Yep, the fish was hooked in the tail mate.



zipper said:


> thanks for the report mate that is an incredible fish, especially on the gear :shock: now when do i get to see you on the news? haha


thanks zipper
no tv media mate.....they were very keen but couldnt make it  :?



widsa said:


> Thanks for the report Paul..
> 
> I guess your back feels better now?? :lol:
> 
> Now to upgrade....... :shock:


the back has recovered just fine Will ;-) the left arms got a little pain tho...wonder how that happened :lol: :lol:


----------



## HaTTerS (Jul 20, 2009)

Let me get this right..... in that pic of the sinker, the fluro leader has cut through the sinker on both ends?
Cutting through lead? wtf??? :shock: That's is some wicked fluro!!! And adds another element of unbelieveability (think I just made that word up...) to your awesome story.
Bloody crazy stuff!


----------



## bigyakka (Mar 18, 2009)

hey we pointed you to where the snapper were not the threshers :lol: Did he happen to have a $25 dollar taildancer hanging from his lip cos him or one of his mates owes me some coin


----------



## kas (May 5, 2009)

Champion!!!!!!! Surprised you were able to even be able to write up a report (& a good one at that) after a catch like that.

Bravo


----------



## mtfisho (May 30, 2009)

bigyakka said:


> hey we pointed you to where the snapper were not the threshers :lol: Did he happen to have a $25 dollar taildancer hanging from his lip cos him or one of his mates owes me some coin


I know A Toadie that does!


----------



## ELM (Jul 14, 2008)

bigyakka said:


> hey we pointed you to where the snapper were not the threshers :lol: Did he happen to have a $25 dollar taildancer hanging from his lip cos him or one of his mates owes me some coin


Arrrr, I am missing a 6" Storm SP, didn't happen to be hanging off anywhere???

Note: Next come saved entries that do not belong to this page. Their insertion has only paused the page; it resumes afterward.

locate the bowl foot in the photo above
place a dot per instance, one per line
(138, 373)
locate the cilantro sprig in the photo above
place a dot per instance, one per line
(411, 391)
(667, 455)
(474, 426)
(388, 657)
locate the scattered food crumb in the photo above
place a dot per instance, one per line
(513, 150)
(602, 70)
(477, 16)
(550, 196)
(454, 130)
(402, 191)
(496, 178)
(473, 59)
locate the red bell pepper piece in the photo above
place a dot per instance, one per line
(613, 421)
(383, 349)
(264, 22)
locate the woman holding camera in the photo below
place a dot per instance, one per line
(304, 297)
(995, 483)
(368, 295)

No taildancer, No 6" Storm SP, :twisted: CRITTER HUNT!!!!!!!!!!!!!!!!!!!!!!!!!!!!!!!!!! :twisted:


----------



## mtfisho (May 30, 2009)

Rapala Taildancer-Bigyakka
6" Storm-ELM
5 or 7" Gulp-Davidl


----------



## Shufoy (May 28, 2008)

Wow mate, Fish of the Year!!! 

I've only seen Threshers caught on the American forums, didn't even know we had them here! Apparently they use there tail to stun there prey before going in for the chew. A lot of the yanks catch them by the tail.

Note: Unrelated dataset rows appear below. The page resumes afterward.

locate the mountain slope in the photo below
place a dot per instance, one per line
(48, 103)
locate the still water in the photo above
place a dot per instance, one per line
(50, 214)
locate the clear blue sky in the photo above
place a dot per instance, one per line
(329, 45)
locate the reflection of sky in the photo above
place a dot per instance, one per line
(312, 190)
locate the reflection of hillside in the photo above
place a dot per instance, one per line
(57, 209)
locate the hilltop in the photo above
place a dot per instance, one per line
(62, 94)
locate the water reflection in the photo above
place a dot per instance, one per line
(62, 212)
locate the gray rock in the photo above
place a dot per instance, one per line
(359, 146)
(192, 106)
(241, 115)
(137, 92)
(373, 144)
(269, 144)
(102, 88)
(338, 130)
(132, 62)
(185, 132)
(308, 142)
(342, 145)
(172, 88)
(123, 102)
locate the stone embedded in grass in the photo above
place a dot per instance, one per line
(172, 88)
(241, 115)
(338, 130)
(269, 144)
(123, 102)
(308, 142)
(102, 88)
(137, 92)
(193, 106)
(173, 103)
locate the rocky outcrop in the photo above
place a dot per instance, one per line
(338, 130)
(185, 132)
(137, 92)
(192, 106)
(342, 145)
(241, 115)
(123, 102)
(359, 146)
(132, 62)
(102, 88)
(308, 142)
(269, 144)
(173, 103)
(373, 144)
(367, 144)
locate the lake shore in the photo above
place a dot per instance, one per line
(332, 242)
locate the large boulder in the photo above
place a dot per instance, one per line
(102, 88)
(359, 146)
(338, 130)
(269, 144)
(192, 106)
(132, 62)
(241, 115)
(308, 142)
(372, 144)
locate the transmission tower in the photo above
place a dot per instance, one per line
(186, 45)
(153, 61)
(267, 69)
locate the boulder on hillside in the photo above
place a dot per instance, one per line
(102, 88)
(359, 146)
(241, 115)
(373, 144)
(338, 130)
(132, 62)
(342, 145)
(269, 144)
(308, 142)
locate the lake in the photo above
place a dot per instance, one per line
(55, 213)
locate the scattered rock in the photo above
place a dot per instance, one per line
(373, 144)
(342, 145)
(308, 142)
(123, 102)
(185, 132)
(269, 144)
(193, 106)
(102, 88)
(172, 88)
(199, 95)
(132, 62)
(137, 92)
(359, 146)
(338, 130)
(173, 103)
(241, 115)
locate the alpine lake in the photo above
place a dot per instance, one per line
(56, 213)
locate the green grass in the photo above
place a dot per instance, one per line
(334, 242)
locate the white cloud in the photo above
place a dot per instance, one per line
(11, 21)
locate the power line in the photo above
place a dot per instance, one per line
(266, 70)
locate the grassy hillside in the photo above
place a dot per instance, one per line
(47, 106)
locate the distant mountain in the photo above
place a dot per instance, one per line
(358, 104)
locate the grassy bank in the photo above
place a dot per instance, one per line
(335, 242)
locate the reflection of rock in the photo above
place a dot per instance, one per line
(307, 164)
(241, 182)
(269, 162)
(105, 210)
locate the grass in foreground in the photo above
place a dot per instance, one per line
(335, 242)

Truly awesome capture, when it all goes right, the rewards are epic!!


----------



## kayakazee (Dec 18, 2008)

best fish cought on a yak in australia, good on ya champ!!!


----------



## Davey G (Jan 15, 2006)

great report, and I bet that was a heap of fun.... nothing like a 100m line burning run to get the heart going.... 

Thresherrrrrrrrrrrrrrrrrrrrrrrrrrrrrr.... 8)


----------



## Ramma (Nov 7, 2009)

An Amazing animal. Showed the pics to the other half, and would you believe it, she is even less enthusiastic about me heading off shore given all the shark sightings down my way.
I just wish she understood ;-) .

On 10 lb braid..... You are a freak!


----------



## hardyaka (Dec 22, 2008)

ELM said:


> bigyakka said:
> 
> 
> > hey we pointed you to where the snapper were not the threshers :lol: Did he happen to have a $25 dollar taildancer hanging from his lip cos him or one of his mates owes me some coin
> ...


Sorry guys he was'nt sporting any other lip rings but am willing to help find the critter that stole yours....for a small fee :lol: 

This is the fluro I was using


----------



## Wrassemagnet (Oct 17, 2007)

just bought shares in Triumph 

top one Paul, oh the joys of Mediterranean Back Syndrome...


----------



## flicksticker (Sep 24, 2008)

That is an insane experience you've had and that picture is worth far more than 1000 words :shock: I wonder how many people try to catch these sharks from kayaks? If they do i'd say their previous losses on game rods have them almost in tears reading about your beastly 10lb catch! Great work mate and thanks for the read.


----------



## JohnnyMagpie (Sep 7, 2007)

Great report Paul,

what an add for Braid and Flouro leader, maybe a few dollars down the track?

Must be a world record on 10lb line. Not too many toothies caught on 10lb line

Well done

Peter


----------